We have been learning about procedural writing in Room 8 and using our learning to write about creating our animations. We looked at other examples, analysed what we needed to put into our writing and then created our own piece of procedural writing to describe our animation process. We will be sharing some of these pieces. To start us off Viola shares her piece of writing...


Artistic animation

What is animation? Its lots of pictures, a movie, heaps of hard work and definitely lots of fun! This is how a 2D animation is made.
This animation is about our camp experiences. Firstly we planned all the things we wanted. Then we drew our back ground on an A1 piece of paper. After drawing we painted and pasteled the background for detail.
Meanwhile, we made our paper people and coloured them. We stuck our people together with blue–tack so we could move them, twist them and turn them into different positions. Then we made any other props we might need.
After all that preparation, we set up our background, people and camera ready to film. This is how you do it: first you take 10- 20 pictures without moving your people.
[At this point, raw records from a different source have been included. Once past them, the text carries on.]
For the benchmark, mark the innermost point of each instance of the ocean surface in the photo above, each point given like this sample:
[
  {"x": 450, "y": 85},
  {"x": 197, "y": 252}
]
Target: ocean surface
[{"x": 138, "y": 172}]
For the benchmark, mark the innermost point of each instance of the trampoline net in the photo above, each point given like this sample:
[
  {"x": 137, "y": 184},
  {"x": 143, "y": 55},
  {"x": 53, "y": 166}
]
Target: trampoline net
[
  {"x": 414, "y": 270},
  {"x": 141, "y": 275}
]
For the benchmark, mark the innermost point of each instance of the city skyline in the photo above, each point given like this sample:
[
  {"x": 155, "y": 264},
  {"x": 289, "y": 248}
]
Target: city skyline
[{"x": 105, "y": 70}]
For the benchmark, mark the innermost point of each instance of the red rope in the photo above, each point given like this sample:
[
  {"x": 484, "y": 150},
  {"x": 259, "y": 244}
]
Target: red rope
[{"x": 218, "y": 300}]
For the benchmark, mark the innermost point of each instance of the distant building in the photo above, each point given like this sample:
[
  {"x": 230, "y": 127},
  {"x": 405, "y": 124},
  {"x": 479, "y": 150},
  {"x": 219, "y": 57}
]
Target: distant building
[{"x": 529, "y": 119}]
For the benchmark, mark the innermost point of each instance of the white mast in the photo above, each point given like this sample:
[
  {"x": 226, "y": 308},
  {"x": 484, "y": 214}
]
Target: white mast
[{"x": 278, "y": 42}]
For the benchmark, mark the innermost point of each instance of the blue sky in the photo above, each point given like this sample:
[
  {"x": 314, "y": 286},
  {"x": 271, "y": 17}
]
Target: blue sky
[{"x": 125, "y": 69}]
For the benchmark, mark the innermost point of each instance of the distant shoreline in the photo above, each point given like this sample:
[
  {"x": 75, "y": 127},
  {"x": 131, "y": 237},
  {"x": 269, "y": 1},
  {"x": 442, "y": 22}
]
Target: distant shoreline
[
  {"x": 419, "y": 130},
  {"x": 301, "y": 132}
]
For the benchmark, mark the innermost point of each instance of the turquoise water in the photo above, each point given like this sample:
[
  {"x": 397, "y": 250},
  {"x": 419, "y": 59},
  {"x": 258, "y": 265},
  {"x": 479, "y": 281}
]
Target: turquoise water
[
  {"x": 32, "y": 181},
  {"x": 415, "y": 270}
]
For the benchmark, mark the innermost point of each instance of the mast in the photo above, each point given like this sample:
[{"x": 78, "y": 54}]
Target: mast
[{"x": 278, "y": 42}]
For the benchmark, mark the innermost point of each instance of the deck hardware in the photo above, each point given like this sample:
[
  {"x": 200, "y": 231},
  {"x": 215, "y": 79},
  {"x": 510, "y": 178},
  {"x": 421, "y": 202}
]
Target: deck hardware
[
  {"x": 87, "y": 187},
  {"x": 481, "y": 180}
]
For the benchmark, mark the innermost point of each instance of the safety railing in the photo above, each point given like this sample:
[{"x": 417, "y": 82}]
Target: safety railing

This creates a pause at the start of your movie. Then you move your person a tiny amount and take one picture between each movement. We carried this on until we had about 100-200 pictures.
Lastly we uploaded our pictures onto a movie editing program. This made the pictures flow together like a real movie. We removed any unwanted pictures and added in all the titles, credits, music and sound effects. Finally we saved it as our very own movie! 
I felt like a star as everyone watched my little movie at the world premier and knew I had to do it again. I hope you will enjoy making your own movie as well.

1 comment:

Anonymous said...

Thanks for the explanation. Ithink it is so clear that I could now have a go myself with a chance of success. I'm glad you enjoyed this way of working. i wonder if any of you will go on to make further animations. it might be fun for the holidays or as an out of school project?